I got busy and pulled all the bricks from the original edging, then laid them into their new channel. I had used the garden hose a couple weeks back to lay down a new edge 4-6 feet out from the perimeter edging laid out years ago. Bigger beds mean less mowing and that is always a good thing, right? After getting that most gentle curve just right, I cut the new edge into the turf, popped out the sod clods, and hauled them off to the compost pile.

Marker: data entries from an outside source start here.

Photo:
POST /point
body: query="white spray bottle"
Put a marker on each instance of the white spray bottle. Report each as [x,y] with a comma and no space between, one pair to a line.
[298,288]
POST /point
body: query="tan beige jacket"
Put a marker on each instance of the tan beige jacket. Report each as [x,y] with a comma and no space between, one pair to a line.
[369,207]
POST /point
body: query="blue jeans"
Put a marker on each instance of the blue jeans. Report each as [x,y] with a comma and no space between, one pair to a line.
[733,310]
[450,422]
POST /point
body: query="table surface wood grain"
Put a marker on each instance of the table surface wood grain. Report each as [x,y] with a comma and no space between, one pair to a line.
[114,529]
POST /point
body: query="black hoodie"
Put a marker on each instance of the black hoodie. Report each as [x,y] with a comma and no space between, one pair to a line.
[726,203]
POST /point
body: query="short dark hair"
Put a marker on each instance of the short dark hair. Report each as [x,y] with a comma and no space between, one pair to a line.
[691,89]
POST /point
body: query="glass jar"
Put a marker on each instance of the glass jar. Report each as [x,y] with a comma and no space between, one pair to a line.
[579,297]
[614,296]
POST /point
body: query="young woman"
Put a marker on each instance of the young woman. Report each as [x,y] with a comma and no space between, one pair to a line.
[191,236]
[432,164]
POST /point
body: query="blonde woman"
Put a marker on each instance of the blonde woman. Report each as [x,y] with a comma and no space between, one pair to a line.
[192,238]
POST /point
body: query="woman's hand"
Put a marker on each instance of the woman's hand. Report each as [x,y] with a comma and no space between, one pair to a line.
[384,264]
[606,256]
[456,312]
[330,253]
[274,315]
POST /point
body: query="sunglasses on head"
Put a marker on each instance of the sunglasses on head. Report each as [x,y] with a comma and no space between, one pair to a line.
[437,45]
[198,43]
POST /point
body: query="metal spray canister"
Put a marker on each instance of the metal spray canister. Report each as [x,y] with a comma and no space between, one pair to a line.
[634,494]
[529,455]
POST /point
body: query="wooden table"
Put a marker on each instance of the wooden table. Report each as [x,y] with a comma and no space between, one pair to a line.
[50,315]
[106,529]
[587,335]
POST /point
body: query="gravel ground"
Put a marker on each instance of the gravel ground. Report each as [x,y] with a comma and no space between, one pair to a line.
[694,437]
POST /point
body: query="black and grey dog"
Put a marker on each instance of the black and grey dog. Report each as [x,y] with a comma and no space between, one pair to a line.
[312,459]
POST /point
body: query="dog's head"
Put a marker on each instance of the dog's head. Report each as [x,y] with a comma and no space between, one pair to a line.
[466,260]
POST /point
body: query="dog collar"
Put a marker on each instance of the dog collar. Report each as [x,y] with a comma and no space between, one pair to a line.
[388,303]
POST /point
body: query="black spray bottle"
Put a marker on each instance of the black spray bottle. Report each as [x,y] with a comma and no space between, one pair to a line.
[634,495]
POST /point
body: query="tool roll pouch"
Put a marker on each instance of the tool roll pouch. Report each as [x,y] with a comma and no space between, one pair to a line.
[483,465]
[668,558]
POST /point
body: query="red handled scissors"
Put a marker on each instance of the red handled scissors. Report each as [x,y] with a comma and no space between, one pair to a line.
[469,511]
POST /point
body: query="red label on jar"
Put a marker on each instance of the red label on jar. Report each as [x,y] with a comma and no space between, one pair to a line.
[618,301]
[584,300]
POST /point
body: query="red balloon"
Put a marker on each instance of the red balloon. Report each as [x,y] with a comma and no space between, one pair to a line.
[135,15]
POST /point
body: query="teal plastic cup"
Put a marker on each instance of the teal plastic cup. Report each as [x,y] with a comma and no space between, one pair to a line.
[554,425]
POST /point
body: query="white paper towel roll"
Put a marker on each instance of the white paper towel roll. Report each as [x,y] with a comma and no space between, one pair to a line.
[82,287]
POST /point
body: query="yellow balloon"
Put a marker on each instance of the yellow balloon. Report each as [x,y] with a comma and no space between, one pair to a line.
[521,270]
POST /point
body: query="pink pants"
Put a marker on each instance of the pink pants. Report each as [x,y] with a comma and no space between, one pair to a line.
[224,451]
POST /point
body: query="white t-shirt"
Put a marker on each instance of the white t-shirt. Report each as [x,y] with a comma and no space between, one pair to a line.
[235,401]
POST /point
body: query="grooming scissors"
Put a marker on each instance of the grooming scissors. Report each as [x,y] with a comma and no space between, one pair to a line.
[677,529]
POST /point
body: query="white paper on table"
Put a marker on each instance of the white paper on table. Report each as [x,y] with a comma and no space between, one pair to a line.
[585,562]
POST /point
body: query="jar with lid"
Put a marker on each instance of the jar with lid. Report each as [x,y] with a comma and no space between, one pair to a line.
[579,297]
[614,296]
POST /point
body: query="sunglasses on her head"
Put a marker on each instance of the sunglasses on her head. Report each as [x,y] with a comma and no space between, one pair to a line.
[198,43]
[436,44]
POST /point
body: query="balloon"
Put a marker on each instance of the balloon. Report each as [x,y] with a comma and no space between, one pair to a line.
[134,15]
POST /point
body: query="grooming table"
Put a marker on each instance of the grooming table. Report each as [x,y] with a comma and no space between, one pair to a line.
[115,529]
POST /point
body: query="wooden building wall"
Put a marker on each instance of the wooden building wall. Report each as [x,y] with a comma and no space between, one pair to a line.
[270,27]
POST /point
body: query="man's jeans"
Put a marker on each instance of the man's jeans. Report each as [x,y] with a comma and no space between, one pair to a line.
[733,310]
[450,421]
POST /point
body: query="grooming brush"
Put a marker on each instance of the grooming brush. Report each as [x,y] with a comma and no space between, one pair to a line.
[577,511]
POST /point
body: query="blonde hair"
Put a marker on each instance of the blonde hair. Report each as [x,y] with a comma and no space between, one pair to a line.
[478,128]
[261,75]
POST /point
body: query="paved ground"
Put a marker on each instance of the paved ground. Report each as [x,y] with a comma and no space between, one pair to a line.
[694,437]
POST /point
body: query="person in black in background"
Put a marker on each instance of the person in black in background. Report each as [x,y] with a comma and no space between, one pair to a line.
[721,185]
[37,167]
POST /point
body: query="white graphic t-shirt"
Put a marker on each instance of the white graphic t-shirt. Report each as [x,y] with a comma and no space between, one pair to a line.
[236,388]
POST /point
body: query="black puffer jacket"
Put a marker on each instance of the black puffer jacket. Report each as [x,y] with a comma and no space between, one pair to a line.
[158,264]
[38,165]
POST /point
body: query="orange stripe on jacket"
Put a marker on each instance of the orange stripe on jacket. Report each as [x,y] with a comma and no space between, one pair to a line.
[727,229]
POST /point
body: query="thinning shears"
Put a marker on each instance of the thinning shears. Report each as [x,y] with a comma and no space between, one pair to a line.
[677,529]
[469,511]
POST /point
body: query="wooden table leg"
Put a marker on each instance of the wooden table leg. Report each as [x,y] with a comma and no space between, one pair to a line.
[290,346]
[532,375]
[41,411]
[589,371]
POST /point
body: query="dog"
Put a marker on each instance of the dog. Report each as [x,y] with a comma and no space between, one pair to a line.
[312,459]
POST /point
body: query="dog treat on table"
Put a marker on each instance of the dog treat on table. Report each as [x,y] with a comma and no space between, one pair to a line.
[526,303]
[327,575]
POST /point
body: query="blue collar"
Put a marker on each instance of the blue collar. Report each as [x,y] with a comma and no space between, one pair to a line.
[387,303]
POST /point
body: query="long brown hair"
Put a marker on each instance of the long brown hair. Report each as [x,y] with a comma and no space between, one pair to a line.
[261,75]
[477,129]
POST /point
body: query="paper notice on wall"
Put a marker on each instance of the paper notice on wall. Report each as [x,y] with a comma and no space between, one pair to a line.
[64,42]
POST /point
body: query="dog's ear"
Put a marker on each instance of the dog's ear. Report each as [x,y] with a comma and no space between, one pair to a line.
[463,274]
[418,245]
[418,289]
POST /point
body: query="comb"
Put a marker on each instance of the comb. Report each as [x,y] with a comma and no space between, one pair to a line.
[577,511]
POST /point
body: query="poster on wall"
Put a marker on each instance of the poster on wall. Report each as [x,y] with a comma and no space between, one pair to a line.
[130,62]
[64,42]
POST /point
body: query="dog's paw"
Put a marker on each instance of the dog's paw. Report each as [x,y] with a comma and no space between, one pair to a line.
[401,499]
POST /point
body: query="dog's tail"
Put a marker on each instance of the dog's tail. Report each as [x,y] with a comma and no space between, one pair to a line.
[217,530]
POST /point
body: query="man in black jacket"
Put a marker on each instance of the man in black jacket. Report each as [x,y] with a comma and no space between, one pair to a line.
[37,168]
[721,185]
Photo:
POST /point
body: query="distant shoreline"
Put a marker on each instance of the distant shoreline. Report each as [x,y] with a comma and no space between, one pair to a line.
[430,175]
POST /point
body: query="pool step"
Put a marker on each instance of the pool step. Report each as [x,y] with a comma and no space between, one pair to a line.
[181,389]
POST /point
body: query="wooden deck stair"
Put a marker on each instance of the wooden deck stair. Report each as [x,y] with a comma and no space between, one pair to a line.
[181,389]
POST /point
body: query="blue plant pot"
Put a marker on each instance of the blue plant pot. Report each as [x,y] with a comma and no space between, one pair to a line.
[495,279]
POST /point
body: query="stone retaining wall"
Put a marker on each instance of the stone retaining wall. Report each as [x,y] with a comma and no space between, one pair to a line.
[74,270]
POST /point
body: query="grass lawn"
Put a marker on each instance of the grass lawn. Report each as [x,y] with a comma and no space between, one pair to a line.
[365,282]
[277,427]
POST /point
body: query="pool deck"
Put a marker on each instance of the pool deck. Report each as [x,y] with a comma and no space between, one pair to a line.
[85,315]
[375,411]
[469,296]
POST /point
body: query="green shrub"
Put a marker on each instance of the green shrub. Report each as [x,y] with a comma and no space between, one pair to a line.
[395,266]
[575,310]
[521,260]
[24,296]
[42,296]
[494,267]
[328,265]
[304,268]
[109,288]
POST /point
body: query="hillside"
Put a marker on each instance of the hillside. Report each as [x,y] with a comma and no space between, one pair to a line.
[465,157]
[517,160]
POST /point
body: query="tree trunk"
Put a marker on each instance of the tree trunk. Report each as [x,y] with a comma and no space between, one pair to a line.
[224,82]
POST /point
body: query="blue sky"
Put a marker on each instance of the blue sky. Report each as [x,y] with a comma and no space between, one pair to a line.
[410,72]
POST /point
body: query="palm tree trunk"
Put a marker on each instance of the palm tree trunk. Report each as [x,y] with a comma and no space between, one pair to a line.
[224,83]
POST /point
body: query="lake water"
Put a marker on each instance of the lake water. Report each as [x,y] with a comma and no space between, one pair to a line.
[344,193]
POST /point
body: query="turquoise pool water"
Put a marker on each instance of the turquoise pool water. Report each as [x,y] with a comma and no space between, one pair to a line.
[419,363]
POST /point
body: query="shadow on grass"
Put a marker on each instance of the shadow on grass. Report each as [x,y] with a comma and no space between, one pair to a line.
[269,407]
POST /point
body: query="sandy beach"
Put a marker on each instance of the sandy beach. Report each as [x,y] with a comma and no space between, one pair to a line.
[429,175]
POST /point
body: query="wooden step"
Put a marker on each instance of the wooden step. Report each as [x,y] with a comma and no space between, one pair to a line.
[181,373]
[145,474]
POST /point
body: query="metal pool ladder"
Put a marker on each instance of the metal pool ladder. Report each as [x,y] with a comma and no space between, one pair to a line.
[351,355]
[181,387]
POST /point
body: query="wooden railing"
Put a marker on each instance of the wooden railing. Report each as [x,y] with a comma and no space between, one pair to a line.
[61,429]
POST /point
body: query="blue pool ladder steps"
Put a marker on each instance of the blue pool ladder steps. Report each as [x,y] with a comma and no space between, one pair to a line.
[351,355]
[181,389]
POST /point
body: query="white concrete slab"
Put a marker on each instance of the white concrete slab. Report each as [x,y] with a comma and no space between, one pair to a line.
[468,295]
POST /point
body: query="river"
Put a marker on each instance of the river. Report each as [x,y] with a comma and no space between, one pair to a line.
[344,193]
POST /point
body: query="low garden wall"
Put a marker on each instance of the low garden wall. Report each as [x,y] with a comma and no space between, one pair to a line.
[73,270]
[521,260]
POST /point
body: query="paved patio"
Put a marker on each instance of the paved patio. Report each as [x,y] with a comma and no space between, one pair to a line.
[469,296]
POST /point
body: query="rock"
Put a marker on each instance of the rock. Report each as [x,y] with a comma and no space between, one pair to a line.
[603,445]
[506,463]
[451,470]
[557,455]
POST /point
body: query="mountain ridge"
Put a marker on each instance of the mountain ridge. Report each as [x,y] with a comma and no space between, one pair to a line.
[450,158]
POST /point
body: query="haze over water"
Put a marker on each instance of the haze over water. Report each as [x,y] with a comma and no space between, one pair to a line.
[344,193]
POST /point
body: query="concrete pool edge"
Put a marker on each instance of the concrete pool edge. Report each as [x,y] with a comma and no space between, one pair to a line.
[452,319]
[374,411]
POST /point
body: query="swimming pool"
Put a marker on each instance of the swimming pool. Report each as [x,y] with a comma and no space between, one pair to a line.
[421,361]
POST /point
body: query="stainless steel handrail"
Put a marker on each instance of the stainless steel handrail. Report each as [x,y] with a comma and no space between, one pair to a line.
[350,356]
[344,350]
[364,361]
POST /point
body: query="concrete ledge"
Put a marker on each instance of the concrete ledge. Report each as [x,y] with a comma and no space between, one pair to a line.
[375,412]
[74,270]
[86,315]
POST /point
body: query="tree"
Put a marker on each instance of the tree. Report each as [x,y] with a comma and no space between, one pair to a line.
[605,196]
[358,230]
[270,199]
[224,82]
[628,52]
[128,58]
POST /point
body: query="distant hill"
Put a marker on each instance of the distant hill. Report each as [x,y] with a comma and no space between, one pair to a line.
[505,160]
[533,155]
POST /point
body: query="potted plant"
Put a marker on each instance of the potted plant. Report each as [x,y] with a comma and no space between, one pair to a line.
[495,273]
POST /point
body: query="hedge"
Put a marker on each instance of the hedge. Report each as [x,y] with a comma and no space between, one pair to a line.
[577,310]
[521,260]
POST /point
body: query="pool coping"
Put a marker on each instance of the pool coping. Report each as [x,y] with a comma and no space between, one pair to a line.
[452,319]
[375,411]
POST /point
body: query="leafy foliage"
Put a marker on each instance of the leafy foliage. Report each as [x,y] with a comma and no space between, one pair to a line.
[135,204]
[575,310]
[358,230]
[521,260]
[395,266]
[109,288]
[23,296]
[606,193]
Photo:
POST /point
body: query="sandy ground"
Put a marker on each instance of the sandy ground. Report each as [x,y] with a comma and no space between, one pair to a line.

Anything seems like more fun than 'writing my thesis', so working in the garden is a joy. School has a funny way of interfering with my 'other' life, but this summer I am once again becoming closely acquainted with manual labor in the garden. Rather than turn over umpteen million square feet of sod, I had decided to lay down sheets of newspaper, then cover them with soil. I still have six large garbage cans of rich, black loam that I excavated shovelful by shovelful when I dug my pond. So today I have also been scooping that same soil from 1, 2...and now 4 barrels and hauling it back across the yard to cover my newspaper. It seemed easier than turning sod at the time I was planning all this. I now know that earth-moving should be the exclusive work of worms and ants, studly men, and Big! yellow Caterpillars.
My other project is tied to this bed expansion...building steps down the slope off my patio and then tying in the new edging with the stair steps.